Prof. Dr. Silvia Polla has been an Associate Member of the Einstein Center Digital Future (ECDF) since 2020. The Professor of Archaeoinformatics at the FU Berlin graduated in 2006 from the University of Siena (Italy) in the context of the Graduate School "The cultures of the Roman Provinces. Euro-mediterranean Interactions" in the subject Classical Archaeology. Already during her studies she has been trained and further educated in the field of scientific and computer-based methods, i.e. archaeometry and archaeoinformatics. In 2005-2006 she was employed at the University of Trento (Italy) as a technical and scientific assistant. After two years in Switzerland, where she worked as a research assistant at the "Karman Center for Advanced Studies in the Humanities" of the University of Bern in an interdisciplinary project 2006- 2008, she received a Junior-Postdoctoral Fellowship at the Excellence Cluster 264 TOPOI at the Free University of Berlin. Since 2009 Silvia Polla is junior professor for archaeoinformatics at the Institute of Classical Archaeology at the Free University of Berlin.

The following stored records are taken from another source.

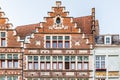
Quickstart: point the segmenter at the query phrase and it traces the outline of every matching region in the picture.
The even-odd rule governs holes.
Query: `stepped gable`
[[[20,36],[21,39],[24,39],[27,35],[30,35],[32,32],[34,32],[36,27],[39,27],[39,23],[17,26],[17,35]]]
[[[77,23],[84,33],[91,34],[92,16],[77,17],[73,21]]]

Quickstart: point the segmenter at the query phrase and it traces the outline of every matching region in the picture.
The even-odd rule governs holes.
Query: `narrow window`
[[[56,19],[56,23],[57,23],[57,24],[60,24],[60,23],[61,23],[61,21],[60,21],[60,18],[59,18],[59,17]]]

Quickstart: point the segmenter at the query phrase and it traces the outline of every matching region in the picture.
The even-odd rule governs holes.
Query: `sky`
[[[57,0],[0,0],[0,7],[14,27],[44,22]],[[95,8],[100,34],[120,34],[120,0],[58,0],[71,17],[91,15]]]

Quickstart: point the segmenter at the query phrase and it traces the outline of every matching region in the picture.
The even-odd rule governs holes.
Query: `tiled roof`
[[[39,23],[17,26],[17,35],[20,36],[21,39],[24,39],[25,36],[30,35],[32,32],[34,32],[36,27],[39,27]]]
[[[91,34],[92,16],[77,17],[73,21],[82,29],[82,32]]]

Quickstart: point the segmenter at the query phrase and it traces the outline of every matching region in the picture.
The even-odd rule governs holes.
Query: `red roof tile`
[[[36,27],[39,27],[39,23],[17,26],[17,35],[20,36],[21,39],[24,39],[25,36],[30,35],[32,32],[34,32]]]
[[[82,32],[91,34],[92,16],[77,17],[73,21],[82,29]]]

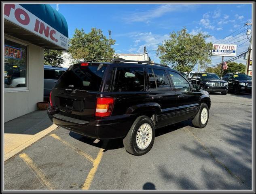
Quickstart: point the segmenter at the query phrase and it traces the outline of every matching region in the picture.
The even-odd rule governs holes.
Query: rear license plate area
[[[83,112],[84,109],[84,103],[83,100],[68,98],[59,97],[59,108],[64,110],[70,111],[75,111]]]

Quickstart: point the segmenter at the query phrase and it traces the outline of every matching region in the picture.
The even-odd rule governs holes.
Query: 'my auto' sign
[[[4,5],[4,19],[64,49],[68,38],[18,4]]]
[[[214,44],[213,46],[212,56],[235,57],[237,53],[236,44]]]

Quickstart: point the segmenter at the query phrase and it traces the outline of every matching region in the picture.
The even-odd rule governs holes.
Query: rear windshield
[[[63,74],[57,82],[57,88],[69,88],[98,91],[106,66],[97,70],[98,66],[74,66]]]

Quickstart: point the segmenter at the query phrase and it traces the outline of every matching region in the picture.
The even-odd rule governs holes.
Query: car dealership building
[[[43,101],[44,49],[68,50],[68,32],[63,16],[49,4],[5,4],[4,25],[6,122]]]

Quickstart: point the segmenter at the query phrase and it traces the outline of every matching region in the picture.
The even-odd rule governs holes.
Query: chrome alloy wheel
[[[139,128],[136,135],[136,143],[141,150],[145,149],[152,140],[152,128],[148,123],[142,124]]]
[[[206,108],[203,108],[201,112],[201,122],[204,124],[207,121],[208,119],[208,111]]]

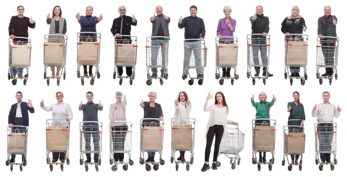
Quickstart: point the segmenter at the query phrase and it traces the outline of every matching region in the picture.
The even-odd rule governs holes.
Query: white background
[[[318,166],[315,164],[315,137],[314,122],[315,118],[311,116],[311,110],[315,103],[322,101],[321,97],[323,91],[330,92],[332,103],[336,106],[339,105],[342,112],[339,119],[336,119],[338,123],[338,140],[342,140],[343,135],[345,135],[345,130],[343,128],[344,119],[344,108],[342,104],[344,97],[342,84],[345,80],[346,71],[342,67],[338,70],[338,79],[333,80],[332,84],[329,85],[327,80],[324,79],[322,85],[320,85],[318,79],[316,78],[316,46],[318,18],[323,15],[323,8],[326,5],[326,1],[316,1],[314,3],[301,1],[299,3],[282,3],[280,1],[248,1],[226,2],[224,1],[216,0],[208,3],[203,3],[198,1],[124,1],[122,4],[119,2],[111,3],[109,1],[84,1],[83,3],[75,1],[60,1],[58,4],[61,7],[62,16],[66,19],[68,36],[67,58],[66,62],[66,78],[62,79],[60,85],[57,86],[56,80],[51,80],[50,85],[47,86],[46,80],[44,79],[43,65],[43,43],[44,34],[47,34],[49,26],[46,23],[46,16],[52,11],[56,3],[46,1],[45,3],[38,1],[18,1],[15,3],[3,6],[1,12],[3,18],[3,26],[0,28],[1,37],[1,51],[3,54],[3,64],[0,70],[3,71],[3,76],[0,82],[3,83],[3,101],[2,103],[1,124],[3,130],[0,136],[0,142],[4,143],[0,147],[2,152],[0,159],[4,161],[0,165],[2,171],[5,174],[15,175],[23,174],[19,172],[19,168],[14,166],[14,171],[10,172],[10,167],[5,165],[7,159],[7,125],[8,111],[12,104],[16,102],[15,93],[18,91],[23,93],[24,101],[32,99],[35,109],[34,114],[30,114],[30,127],[28,132],[27,150],[27,162],[24,167],[23,172],[26,174],[36,174],[38,172],[41,175],[61,176],[62,174],[71,174],[78,172],[83,175],[94,175],[95,174],[106,175],[120,174],[120,175],[131,175],[145,172],[149,175],[166,175],[174,172],[174,175],[186,175],[198,173],[199,175],[226,175],[232,172],[232,175],[241,175],[247,173],[256,173],[267,175],[281,175],[292,176],[295,175],[309,175],[310,172],[327,173],[328,175],[336,175],[343,171],[343,168],[346,166],[345,154],[342,153],[344,147],[343,141],[337,144],[337,156],[338,163],[333,171],[330,170],[330,166],[324,166],[322,172],[319,172]],[[332,14],[336,15],[339,20],[337,24],[337,34],[340,37],[340,53],[339,54],[339,66],[345,65],[343,58],[345,58],[344,51],[345,40],[343,35],[343,29],[345,29],[346,23],[343,21],[343,6],[337,1],[331,2]],[[165,80],[163,85],[160,85],[159,80],[153,80],[151,86],[145,84],[146,80],[146,70],[145,63],[145,37],[150,36],[151,32],[151,24],[149,18],[155,12],[155,8],[162,5],[164,14],[169,16],[171,21],[169,25],[171,40],[169,45],[169,78]],[[195,5],[198,7],[198,16],[204,20],[206,34],[205,40],[208,48],[207,65],[205,70],[205,78],[202,85],[198,84],[196,80],[193,85],[189,85],[188,79],[182,80],[181,78],[183,58],[183,39],[184,29],[177,27],[180,16],[184,17],[189,15],[189,7]],[[271,47],[270,54],[269,71],[274,76],[266,80],[264,85],[261,80],[256,80],[255,85],[253,85],[250,78],[246,77],[247,72],[247,48],[246,35],[251,33],[251,24],[249,17],[254,14],[255,7],[261,5],[264,8],[264,14],[269,18],[270,31],[271,36]],[[31,66],[29,68],[29,77],[26,85],[23,85],[22,80],[18,80],[16,85],[13,85],[11,80],[8,80],[8,25],[11,16],[17,15],[16,8],[19,5],[25,7],[24,15],[32,17],[36,22],[35,29],[29,29],[29,37],[32,41],[32,54]],[[97,25],[97,31],[101,33],[101,51],[100,62],[100,72],[101,77],[96,79],[94,85],[89,84],[88,79],[85,80],[84,86],[82,86],[81,81],[76,77],[76,33],[80,31],[80,25],[75,18],[78,12],[81,15],[85,15],[85,8],[87,6],[94,7],[93,15],[99,16],[102,14],[103,19]],[[124,5],[127,8],[127,15],[133,14],[138,20],[137,26],[132,26],[131,34],[138,37],[138,51],[136,76],[132,85],[130,85],[129,79],[123,80],[123,84],[120,85],[119,79],[114,80],[112,73],[114,67],[114,43],[113,37],[110,31],[113,19],[119,17],[118,7]],[[137,6],[136,6],[137,5]],[[229,5],[232,8],[232,17],[237,21],[235,37],[239,37],[238,65],[237,73],[240,78],[235,81],[232,85],[230,80],[225,80],[224,84],[220,85],[218,80],[214,78],[215,73],[215,42],[216,29],[218,21],[223,18],[224,15],[222,8]],[[306,84],[300,85],[299,80],[294,80],[292,86],[290,86],[289,79],[285,79],[284,73],[284,49],[283,48],[284,34],[281,31],[281,24],[285,18],[291,14],[291,7],[297,5],[300,8],[300,14],[306,21],[307,30],[304,34],[308,34],[309,54],[307,74],[308,80]],[[81,69],[83,69],[81,68]],[[48,69],[49,74],[50,73]],[[252,73],[254,70],[252,70]],[[195,74],[195,71],[191,70],[191,73]],[[321,71],[324,72],[323,70]],[[301,74],[302,73],[301,73]],[[64,96],[64,101],[70,104],[74,118],[71,123],[70,155],[70,164],[65,165],[64,173],[61,172],[59,166],[54,166],[53,172],[49,170],[49,165],[46,163],[46,119],[51,118],[51,113],[47,112],[40,107],[40,102],[43,99],[46,104],[55,103],[56,92],[62,91]],[[82,100],[86,102],[86,93],[91,91],[94,94],[94,102],[101,100],[104,105],[104,110],[99,112],[99,119],[104,124],[102,141],[102,163],[99,167],[99,171],[96,172],[93,166],[89,166],[89,171],[85,172],[83,166],[79,165],[79,122],[82,120],[82,112],[78,109],[79,104]],[[140,119],[143,117],[142,109],[139,104],[141,100],[148,101],[147,93],[150,91],[158,93],[156,102],[161,104],[164,115],[165,128],[164,146],[163,159],[166,161],[164,166],[160,166],[159,170],[155,171],[152,169],[146,172],[144,165],[140,165],[139,132]],[[195,149],[194,151],[194,163],[190,165],[189,172],[185,170],[185,165],[180,164],[178,171],[175,171],[175,165],[170,163],[171,156],[171,132],[170,120],[173,116],[174,102],[180,91],[184,91],[187,94],[193,105],[190,113],[192,117],[196,118],[196,131],[195,137]],[[271,117],[277,120],[276,149],[275,161],[272,171],[269,171],[267,166],[261,166],[261,170],[258,172],[256,165],[251,163],[252,158],[252,129],[251,120],[255,117],[255,110],[252,107],[250,102],[250,97],[254,95],[255,100],[258,101],[257,96],[261,91],[265,92],[268,96],[268,101],[271,101],[273,95],[277,98],[277,101],[272,108]],[[287,103],[293,101],[292,94],[294,91],[298,91],[301,96],[300,101],[304,105],[306,120],[305,121],[305,131],[307,135],[306,139],[305,153],[303,159],[302,170],[299,172],[297,166],[294,166],[293,170],[288,172],[286,166],[282,166],[281,161],[283,157],[283,126],[287,125],[288,113],[287,112]],[[108,110],[109,105],[115,101],[114,93],[116,91],[122,92],[128,100],[127,118],[133,122],[133,147],[132,159],[134,161],[133,166],[130,166],[127,171],[124,171],[119,166],[117,172],[111,170],[111,165],[108,163],[109,159],[109,134],[108,131]],[[209,112],[203,111],[203,106],[207,93],[212,92],[214,95],[217,91],[223,92],[226,97],[229,106],[229,118],[240,123],[240,129],[245,134],[245,148],[240,153],[241,163],[235,170],[232,170],[229,163],[229,159],[225,156],[220,156],[218,159],[222,165],[217,170],[210,169],[206,172],[201,171],[204,163],[204,154],[206,139],[204,135],[206,130]],[[209,104],[213,104],[210,101]],[[212,148],[213,151],[213,148]],[[188,154],[186,155],[187,158]],[[156,160],[158,158],[158,154]],[[146,158],[147,156],[145,156]],[[268,159],[269,154],[268,154]],[[210,156],[212,161],[212,153]],[[17,157],[19,161],[20,157]]]

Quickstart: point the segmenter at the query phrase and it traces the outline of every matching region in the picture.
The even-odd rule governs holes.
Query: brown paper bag
[[[25,132],[10,132],[8,135],[8,154],[26,154]]]
[[[191,124],[174,125],[172,127],[171,149],[193,150],[193,131]]]
[[[218,60],[219,66],[236,66],[237,65],[238,48],[236,43],[218,44]]]
[[[307,41],[288,41],[287,46],[287,65],[306,66],[307,64]]]
[[[144,126],[142,130],[141,150],[163,150],[163,127]]]
[[[47,151],[66,151],[68,149],[68,129],[66,126],[49,126],[46,129]]]
[[[275,151],[275,126],[255,126],[253,150]]]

Her research focuses on archaeoinformatics and archaeometry, i.e. in particular spatial analysis and modelling of ancient landscapes using GIS and remote sensing methods on the one hand, and scientific or bio-archaeological methods on the other. "Furthermore, I am interested in the potential of linking heterogeneous data from historical documentary sources, archaeological material culture and scientific data within a digital humanities approach", she says.
At the ECDF she would like to contribute to the development of a level of translation of (humanities and antiquity) scientific questions, for example through joint application-oriented labs, and on the other hand to further reflection on digitality in research and teaching. "I am particularly interested in the possibility of further developing cooperative projects in the field of data science and big data in archaeology", says Silvia Polla.
In the area of inter- and transdisciplinary research at the ECDF, she sees great potential in the exchange and the possibility of establishing cooperation. "Within the framework of an inter- and trans-disciplinary approach, whereby archaeology as "past knowledge" is an important source of information for the present and the future - not least thanks to the possibilities of digitisation and the evaluation and interoperability of digital heterogeneous data", she says.